1. URI reader

1234567
href='www.google.com/a.html
href= google.com
google.com
www.google.com
  • group 1 optional hyperlink indicator depends if it is an active link on the page
  • group 2 optional delimiter
  • group 3 - 5 repeating group of pattern \text&dot\
  • group 6 ending of URI, which can be file extension or top class domain name
  • group 7 optional delimiter
  • syntactical solution: (href= ){0,1}['\|”]{0,1}([0-9a-zA-Z_/]{1,*}[\.]){1,*}[0-9a-zA-Z]{2,4}['\|“]{0,1}
  • wget --quiet -O - http://www.csszengarden.com | grep -E "[a-z][a-zA-Z0-9+.-]*:\/\/([a-zA-Z0-9+.-_]+@)*[a-zA-Z0-9+.\-]+(:[0-9]+)*\/([a-zA-Z0-9+_.\-]+\/)*([a-zA-Z0-9+_#?=.\-]+(&|;)*)*" -o
  • result:
    vding@fx160-08:~$ wget --quiet -O - http://www.csszengarden.com | grep -E "[a-z][a-zA-Z0-9+.-]*:\/\/([a-zA-Z0-9+.-_]+@)*[a-zA-Z0-9+.\-]+(:[0-9]+)*\/([a-zA-Z0-9+_.\-]+\/)*([a-zA-Z0-9+_#?=.\-]+(&|;)*)*" -o 
    http://www.w3.org/TR/xhtml1/DTD/xhtml1-strict.dtd
    http://www.w3.org/1999/xhtml
    http://www.bluerobot.com/web/css/fouc.asp
    http://www.csszengarden.com/favicon.ico
    http://www.csszengarden.com/zengarden.xml
    http://www.mezzoblue.com/zengarden/resources/
    http://www.mezzoblue.com/zengarden/submit/
    http://www.mezzoblue.com/zengarden/resources/
    http://www.mezzoblue.com/zengarden/submit/guidelines/
    http://creativecommons.org/licenses/by-nc-sa/1.0/
    http://www.mediatemple.net/
    http://www.amazon.com/exec/obidos/ASIN/0321303474/mezzoblue-20/
    http://validator.w3.org/check/referer
    http://jigsaw.w3.org/css-validator/check/referer
    http://creativecommons.org/licenses/by-nc-sa/1.0/
    http://mezzoblue.com/zengarden/faq/#s508
    http://www.mezzoblue.com/zengarden/faq/#aaa
    http://www.ericstoltz.com/
    http://skybased.com/
    http://www.kevinaddison.com/
    http://www.pixel-house.com.au/
    http://www.benklemm.de/
    http://www.re-bloom.com/
    http://rpmdesignfactory.com/
    http://users.skynet.be/bk316398/temp.html
    http://www.mezzoblue.com/zengarden/alldesigns/
    http://www.mezzoblue.com/zengarden/resources/
    http://www.mezzoblue.com/zengarden/faq/
    http://www.mezzoblue.com/zengarden/submit/
    http://www.mezzoblue.com/zengarden/translations/

explain: wget will get the file from www.csszengarden.com quietly (without output to avoid garbage) and immediately truncate it then pass it to grep . Group1 can actually contain digits and special characters as long as it is not on the first position followed by ”:\/\/“. Then the repeating group of dot separated strings, then the repeating group of slash separated strings.

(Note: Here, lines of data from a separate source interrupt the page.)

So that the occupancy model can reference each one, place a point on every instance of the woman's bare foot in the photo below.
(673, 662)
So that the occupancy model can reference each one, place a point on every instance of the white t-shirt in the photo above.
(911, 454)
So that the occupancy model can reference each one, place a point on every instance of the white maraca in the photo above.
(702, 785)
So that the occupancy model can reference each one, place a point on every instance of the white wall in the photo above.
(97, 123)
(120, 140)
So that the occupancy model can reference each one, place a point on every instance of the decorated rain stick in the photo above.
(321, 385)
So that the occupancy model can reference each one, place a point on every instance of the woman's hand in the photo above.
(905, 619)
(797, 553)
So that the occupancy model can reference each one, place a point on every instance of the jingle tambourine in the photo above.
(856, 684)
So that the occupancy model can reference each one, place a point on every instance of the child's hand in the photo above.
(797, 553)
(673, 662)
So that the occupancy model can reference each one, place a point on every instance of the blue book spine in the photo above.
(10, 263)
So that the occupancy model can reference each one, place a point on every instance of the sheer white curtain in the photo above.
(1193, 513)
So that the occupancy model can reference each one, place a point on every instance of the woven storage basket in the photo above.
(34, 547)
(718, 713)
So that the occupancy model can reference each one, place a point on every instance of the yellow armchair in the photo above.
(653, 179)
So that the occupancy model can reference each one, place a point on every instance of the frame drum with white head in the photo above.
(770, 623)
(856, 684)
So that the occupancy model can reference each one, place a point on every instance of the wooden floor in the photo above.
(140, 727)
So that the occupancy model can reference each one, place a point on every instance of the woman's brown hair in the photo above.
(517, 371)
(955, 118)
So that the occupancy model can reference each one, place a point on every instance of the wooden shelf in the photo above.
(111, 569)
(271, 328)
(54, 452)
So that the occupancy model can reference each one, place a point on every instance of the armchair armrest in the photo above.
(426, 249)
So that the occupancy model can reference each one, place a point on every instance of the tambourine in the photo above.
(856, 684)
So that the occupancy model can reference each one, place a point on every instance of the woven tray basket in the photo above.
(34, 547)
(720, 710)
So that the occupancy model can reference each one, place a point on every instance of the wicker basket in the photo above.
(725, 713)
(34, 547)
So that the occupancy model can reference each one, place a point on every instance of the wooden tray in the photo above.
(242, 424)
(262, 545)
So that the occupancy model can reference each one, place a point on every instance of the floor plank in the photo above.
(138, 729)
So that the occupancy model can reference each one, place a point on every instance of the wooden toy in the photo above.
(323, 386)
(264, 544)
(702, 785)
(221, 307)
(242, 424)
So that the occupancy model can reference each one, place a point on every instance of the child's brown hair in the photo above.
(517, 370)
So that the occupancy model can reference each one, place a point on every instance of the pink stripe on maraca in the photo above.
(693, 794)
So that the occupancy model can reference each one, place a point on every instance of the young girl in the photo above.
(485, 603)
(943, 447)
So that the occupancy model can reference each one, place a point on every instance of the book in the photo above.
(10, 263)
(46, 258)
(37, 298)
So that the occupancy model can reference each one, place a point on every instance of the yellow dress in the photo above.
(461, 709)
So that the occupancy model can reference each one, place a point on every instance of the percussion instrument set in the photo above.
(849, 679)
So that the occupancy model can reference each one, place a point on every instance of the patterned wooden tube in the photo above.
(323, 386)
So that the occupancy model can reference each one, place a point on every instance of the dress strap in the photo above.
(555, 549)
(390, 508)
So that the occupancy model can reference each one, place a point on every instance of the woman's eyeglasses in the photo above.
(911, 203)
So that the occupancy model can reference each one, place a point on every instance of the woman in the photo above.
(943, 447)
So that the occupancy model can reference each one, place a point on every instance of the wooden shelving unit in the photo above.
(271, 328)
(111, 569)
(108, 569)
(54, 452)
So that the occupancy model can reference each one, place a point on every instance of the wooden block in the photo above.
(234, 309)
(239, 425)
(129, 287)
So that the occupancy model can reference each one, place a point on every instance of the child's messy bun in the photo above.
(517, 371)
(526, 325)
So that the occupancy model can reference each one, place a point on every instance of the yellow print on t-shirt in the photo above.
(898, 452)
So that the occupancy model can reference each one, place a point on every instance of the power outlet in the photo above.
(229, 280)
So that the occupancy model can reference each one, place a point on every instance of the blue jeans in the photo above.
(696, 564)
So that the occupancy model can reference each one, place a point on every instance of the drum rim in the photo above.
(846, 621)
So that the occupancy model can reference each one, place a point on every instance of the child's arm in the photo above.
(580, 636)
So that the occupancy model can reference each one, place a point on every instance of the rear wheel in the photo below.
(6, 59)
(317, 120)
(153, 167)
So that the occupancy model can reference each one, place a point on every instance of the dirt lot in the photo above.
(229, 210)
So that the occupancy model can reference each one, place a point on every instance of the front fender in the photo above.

Finally end with almost any character.

2. phone number reader

123456
+31(0)35-12345678
0031 35 12345678

Group 1 can either be a + sign or 00.
Group 2 must be digits, 1 to 3 letters long, but with first letter not being 0.
Group 3 is an optional ”(0)“. Sometimes people use brackets around 0, sometimes don't.
Group 4 is similar to group 2. It consists of 1 to 3 letters, with first letter not being 0.
Group 5 is the optional -
Group 6 is the number string with 7 to 8 letters, with first letter not being 0.

  • solution: (+/00)[1-9][0-9]{0,2}(\(0\))?[1-9]{1,3}(-)?[1-9][0-9]{6,7}
  • BASH syntax: ^\([+]\|[0]\{2\}\)[1-9][0-9]\{1,2\}\([\(][0][\)]\)\{0,1\}[1-9]\{1,3\}[-]\{0,1\}[1-9][0-9]\{6,7\}

my phone number in different forms saved in file 'phonenumber' and corresponding grep -E command

+31(0)624820296
+31624820296
+31(0)6-24820296
+316-24820296
0031624820296
0031(0)624820296
0031(0)6-24820296
00316-24820296


grep -E ^\([+]\|[0]\{2\}\)[1-9][0-9]\{1,2\}\([\(][0][\)]\)\{0,1\}[1-9]\{1,3\}[-]\{0,1\}[1-9][0-9]\{6,7\} phonenumber 

improvement

3. bash comment remover with grep

Line with only comments I can think of is a line start with #. So I will search for a # at the begin of the line and match all the rest of the line.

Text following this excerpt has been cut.